State Sen. Brian Kelsey (R-Germantown) and Rep. Antoni Parkinson (D-Memphis) want to change state law to address a college basketball recruiting crisis brewing at the University of Memphis.

Here’s the full release:

Nashville, Tenn. – Senator Brian Kelsey’s (R-Germantown) bipartisan bill to allow college athletes to profit from their likeness will also prohibit public universities from discriminating against players based on coach donations to universities.

“We want to encourage our former players to donate to our public universities to help keep college tuition affordable,” Sen. Kelsey said. “Discouraging these donations is not worth appeasing an organization that does nothing but take down banners from our rafters. The NCAA is an archaic organization whose time has come and gone. It is up to the athletic conferences to create a new paradigm, as they did with the college football championship.”

In May, the Senate unanimously approved Sen. Kelsey’s resolution calling for the state’s public universities to oppose the NCAA prohibition on compensation for college athletes and instructing Tennessee’s nine public universities to work with their respective athletic conferences in opposition to the rules and to implement a system which is fair to college athletes. 

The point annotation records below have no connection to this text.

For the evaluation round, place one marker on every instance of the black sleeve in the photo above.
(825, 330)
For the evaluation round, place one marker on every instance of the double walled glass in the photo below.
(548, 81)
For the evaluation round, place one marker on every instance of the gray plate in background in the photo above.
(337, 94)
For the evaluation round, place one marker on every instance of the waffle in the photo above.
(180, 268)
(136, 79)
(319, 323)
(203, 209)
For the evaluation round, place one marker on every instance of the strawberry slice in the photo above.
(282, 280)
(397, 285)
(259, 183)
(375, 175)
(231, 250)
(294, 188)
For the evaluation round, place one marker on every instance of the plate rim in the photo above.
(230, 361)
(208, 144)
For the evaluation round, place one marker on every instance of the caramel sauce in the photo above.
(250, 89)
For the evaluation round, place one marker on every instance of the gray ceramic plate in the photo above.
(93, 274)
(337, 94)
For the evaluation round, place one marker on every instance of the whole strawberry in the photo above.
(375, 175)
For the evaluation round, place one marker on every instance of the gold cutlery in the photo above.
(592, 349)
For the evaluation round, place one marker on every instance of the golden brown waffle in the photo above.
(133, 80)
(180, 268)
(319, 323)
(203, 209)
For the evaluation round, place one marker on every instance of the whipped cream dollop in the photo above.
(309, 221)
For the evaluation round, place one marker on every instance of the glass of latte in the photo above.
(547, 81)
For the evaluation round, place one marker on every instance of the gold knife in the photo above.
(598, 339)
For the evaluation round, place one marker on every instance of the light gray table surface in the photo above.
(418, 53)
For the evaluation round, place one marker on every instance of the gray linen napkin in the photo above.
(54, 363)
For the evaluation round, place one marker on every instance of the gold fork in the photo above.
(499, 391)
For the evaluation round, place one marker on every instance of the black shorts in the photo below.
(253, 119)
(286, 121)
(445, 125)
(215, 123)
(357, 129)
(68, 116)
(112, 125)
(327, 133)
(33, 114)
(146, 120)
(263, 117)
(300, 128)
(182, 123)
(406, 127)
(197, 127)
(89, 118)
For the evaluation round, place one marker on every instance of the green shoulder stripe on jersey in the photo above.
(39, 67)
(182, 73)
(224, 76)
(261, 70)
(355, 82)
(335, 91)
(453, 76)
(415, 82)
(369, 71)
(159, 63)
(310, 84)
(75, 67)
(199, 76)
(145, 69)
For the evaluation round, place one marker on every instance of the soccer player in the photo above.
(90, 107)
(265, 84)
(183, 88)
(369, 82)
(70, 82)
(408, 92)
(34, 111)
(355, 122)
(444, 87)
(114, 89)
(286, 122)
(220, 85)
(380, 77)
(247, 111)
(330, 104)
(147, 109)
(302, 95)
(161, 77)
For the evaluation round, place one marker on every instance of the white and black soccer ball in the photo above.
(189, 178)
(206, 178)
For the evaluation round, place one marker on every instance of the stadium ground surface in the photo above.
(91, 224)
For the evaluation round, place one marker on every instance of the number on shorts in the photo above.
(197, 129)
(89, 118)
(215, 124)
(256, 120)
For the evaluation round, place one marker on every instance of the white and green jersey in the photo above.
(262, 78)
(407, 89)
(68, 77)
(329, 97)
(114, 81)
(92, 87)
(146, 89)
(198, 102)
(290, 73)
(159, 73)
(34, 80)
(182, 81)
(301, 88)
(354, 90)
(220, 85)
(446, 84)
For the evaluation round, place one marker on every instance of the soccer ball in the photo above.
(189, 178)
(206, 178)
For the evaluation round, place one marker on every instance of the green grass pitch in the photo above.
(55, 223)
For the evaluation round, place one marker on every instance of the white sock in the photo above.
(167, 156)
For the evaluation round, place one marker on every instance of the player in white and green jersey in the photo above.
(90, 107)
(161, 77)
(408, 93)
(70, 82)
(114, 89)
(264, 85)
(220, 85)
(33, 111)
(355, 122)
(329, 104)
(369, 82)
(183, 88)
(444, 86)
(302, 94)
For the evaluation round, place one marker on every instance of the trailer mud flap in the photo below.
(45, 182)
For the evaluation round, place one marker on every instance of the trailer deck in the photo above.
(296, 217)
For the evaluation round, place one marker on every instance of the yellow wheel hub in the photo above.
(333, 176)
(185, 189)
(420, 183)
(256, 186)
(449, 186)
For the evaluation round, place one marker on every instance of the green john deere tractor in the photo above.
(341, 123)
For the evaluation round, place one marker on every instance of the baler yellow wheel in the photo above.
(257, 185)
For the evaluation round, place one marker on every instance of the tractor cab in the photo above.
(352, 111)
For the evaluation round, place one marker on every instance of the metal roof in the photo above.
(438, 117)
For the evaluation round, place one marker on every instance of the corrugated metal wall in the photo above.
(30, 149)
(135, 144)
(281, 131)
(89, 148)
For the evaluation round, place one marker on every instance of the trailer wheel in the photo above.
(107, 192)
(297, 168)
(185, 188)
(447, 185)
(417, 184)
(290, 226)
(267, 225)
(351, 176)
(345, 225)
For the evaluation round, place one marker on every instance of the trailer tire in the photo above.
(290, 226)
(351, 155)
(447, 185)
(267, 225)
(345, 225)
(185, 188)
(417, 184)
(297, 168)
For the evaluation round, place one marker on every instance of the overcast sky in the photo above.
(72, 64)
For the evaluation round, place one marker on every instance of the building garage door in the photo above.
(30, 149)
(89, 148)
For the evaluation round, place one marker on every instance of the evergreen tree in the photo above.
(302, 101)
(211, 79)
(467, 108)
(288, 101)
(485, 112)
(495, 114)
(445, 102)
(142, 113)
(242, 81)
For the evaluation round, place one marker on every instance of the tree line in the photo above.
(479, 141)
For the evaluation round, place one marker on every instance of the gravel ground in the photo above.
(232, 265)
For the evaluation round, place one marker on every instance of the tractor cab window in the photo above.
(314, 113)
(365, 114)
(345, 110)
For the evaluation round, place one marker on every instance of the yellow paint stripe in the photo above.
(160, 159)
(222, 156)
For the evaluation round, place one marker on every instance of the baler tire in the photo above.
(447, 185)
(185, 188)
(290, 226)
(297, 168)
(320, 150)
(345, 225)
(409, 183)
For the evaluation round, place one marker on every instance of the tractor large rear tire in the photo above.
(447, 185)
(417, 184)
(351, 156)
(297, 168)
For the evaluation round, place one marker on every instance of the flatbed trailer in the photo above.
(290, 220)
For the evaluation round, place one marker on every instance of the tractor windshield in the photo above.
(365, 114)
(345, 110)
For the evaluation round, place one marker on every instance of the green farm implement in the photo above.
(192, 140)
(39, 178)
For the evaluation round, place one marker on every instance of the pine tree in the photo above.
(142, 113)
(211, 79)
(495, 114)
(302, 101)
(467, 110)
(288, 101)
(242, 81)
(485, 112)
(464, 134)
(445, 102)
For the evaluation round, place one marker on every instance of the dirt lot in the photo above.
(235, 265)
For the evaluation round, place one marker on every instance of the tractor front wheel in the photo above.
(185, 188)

In September, California passed legislation empowering college athletes to profit from their image and likeness, autographs, and endorsements, allowing compensation to be determined by the free market. Sen. Kelsey announced that he will introduce legislation in Tennessee modeled after the California bill, instituting the Olympic model of compensation for college athletes in Tennessee. Today, he announced additional language to ban public universities from discriminating against players based on donations to the university by a coach.

“Peyton Manning donated $1 million to the University of Tennessee last year,” Sen. Kelsey said. “Does that mean that he can never become a coach and invite his players over for popcorn to watch a bowl selection show? This arcane NCAA rule would discourage Eric Berry from donating to the University of Tennessee in case he wants to ever become the UT defensive backs coach.”

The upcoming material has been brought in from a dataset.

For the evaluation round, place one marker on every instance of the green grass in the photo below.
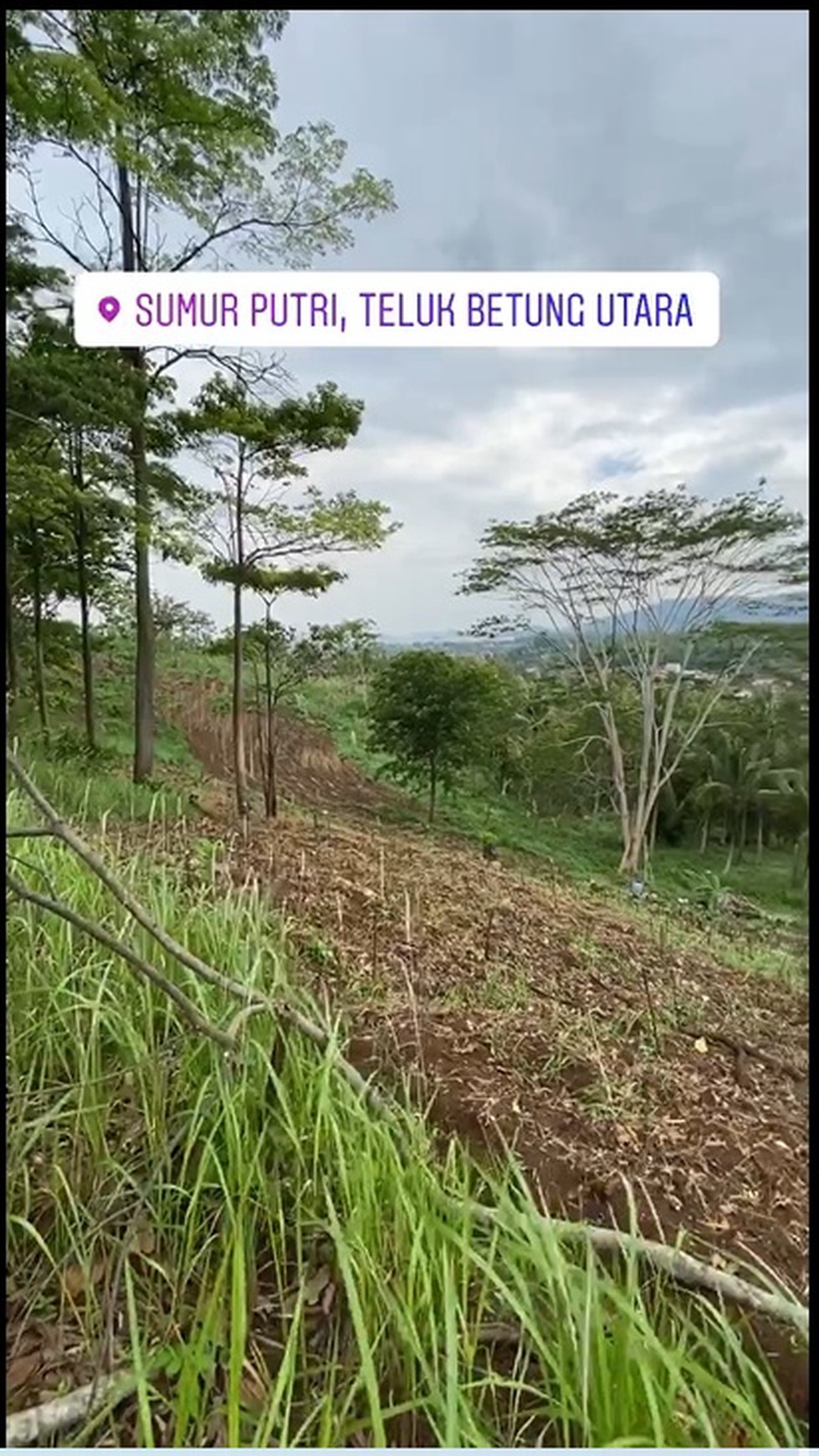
(581, 849)
(255, 1194)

The General Assembly will begin its next legislative session on January 14, 2020.

“The legislature supports our college athletes, our coaches, and our state universities,” Sen. Kelsey said. “If the NCAA doesn’t correct this injustice by January, we’ll do it for them.”

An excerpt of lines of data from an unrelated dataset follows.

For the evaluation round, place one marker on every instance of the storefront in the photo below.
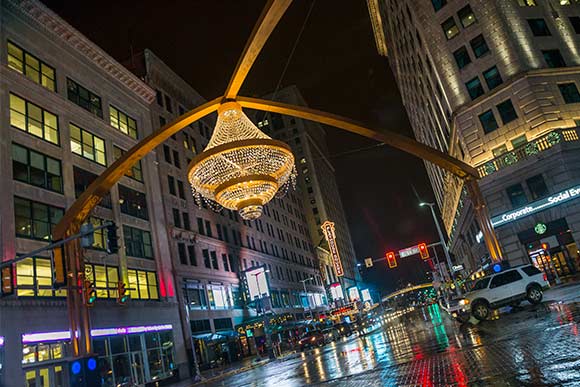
(127, 356)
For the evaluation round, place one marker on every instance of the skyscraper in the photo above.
(495, 84)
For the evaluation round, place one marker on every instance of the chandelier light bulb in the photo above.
(241, 168)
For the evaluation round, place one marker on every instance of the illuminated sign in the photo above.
(538, 205)
(328, 230)
(366, 295)
(257, 282)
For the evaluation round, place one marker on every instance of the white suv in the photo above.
(508, 287)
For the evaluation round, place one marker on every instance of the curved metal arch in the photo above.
(76, 214)
(395, 140)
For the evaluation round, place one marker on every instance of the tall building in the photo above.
(68, 110)
(211, 249)
(495, 84)
(317, 188)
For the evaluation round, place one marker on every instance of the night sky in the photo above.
(336, 67)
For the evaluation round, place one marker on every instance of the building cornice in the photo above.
(55, 25)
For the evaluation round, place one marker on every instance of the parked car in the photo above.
(311, 339)
(509, 287)
(330, 334)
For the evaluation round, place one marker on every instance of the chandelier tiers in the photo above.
(241, 168)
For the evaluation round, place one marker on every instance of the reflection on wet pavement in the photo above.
(530, 346)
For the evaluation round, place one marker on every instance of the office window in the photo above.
(176, 218)
(438, 4)
(569, 92)
(137, 242)
(506, 111)
(479, 46)
(35, 220)
(553, 58)
(84, 98)
(462, 57)
(214, 262)
(488, 122)
(519, 141)
(206, 261)
(186, 222)
(133, 202)
(136, 171)
(83, 179)
(181, 253)
(450, 28)
(474, 88)
(492, 78)
(171, 184)
(31, 67)
(143, 285)
(466, 16)
(35, 168)
(33, 119)
(121, 121)
(575, 21)
(87, 145)
(517, 195)
(537, 187)
(539, 27)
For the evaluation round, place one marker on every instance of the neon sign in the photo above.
(328, 230)
(538, 205)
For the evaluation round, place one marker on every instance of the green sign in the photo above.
(540, 228)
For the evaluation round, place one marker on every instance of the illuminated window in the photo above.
(35, 220)
(462, 57)
(506, 111)
(31, 118)
(553, 58)
(479, 46)
(138, 242)
(488, 122)
(84, 98)
(569, 92)
(30, 66)
(492, 78)
(122, 122)
(438, 4)
(474, 88)
(36, 168)
(136, 171)
(466, 16)
(539, 27)
(450, 28)
(87, 145)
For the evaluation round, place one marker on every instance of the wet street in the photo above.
(530, 346)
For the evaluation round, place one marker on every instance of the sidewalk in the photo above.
(215, 374)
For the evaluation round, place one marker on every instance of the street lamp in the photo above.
(307, 299)
(442, 241)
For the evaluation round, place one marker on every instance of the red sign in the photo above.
(328, 230)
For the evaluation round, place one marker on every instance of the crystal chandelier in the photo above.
(241, 168)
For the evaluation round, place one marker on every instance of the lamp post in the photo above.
(307, 299)
(266, 321)
(442, 241)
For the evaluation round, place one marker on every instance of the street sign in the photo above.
(409, 251)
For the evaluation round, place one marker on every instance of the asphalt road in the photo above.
(529, 346)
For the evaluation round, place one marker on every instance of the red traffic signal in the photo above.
(391, 260)
(423, 251)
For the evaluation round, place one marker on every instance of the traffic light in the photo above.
(7, 284)
(89, 293)
(391, 260)
(423, 251)
(122, 294)
(112, 242)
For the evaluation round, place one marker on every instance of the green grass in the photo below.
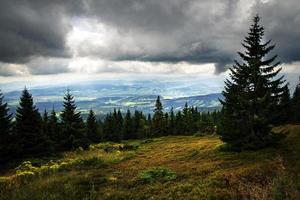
(182, 167)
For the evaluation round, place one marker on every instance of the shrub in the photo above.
(128, 147)
(159, 173)
(93, 162)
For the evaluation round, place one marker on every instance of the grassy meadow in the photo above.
(174, 167)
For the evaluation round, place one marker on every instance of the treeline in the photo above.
(255, 97)
(30, 134)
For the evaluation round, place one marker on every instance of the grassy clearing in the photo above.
(183, 167)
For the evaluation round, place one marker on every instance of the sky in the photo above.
(53, 42)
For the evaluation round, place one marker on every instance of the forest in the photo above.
(257, 102)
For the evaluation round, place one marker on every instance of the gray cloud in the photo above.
(208, 31)
(33, 28)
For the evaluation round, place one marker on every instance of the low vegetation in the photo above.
(173, 167)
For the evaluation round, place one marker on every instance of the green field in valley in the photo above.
(173, 167)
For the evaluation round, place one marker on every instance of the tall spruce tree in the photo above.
(72, 125)
(158, 119)
(54, 130)
(92, 128)
(285, 107)
(31, 139)
(172, 122)
(296, 104)
(7, 141)
(128, 127)
(251, 95)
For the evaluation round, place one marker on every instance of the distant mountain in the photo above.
(104, 97)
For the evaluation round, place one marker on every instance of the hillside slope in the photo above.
(163, 168)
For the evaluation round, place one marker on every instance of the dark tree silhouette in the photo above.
(252, 94)
(7, 140)
(31, 139)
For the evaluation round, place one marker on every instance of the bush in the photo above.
(159, 173)
(128, 147)
(93, 162)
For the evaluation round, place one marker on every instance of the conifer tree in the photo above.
(296, 104)
(128, 127)
(285, 108)
(179, 124)
(92, 128)
(72, 124)
(158, 119)
(251, 95)
(54, 131)
(7, 141)
(30, 137)
(172, 122)
(45, 124)
(109, 129)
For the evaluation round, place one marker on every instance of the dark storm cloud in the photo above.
(282, 23)
(33, 28)
(206, 31)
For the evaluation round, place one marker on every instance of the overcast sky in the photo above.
(41, 39)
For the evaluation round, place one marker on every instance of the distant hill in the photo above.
(104, 97)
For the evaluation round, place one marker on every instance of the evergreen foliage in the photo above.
(31, 140)
(6, 132)
(92, 128)
(72, 125)
(296, 104)
(128, 126)
(158, 119)
(252, 94)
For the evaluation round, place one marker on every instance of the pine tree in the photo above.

Rep. Antonio Parkinson (D-Memphis) plans to sponsor this legislation in the House.

“I want to remind everyone that state law trumps any rule that is created by the NCAA,” Rep. Parkinson said. “Unfortunately those rules created by the NCAA are harmful to the student athletes who actually generate the revenue in college sports. Lastly, if you remove the student athletes, the NCAA becomes nothing but a useless organization.”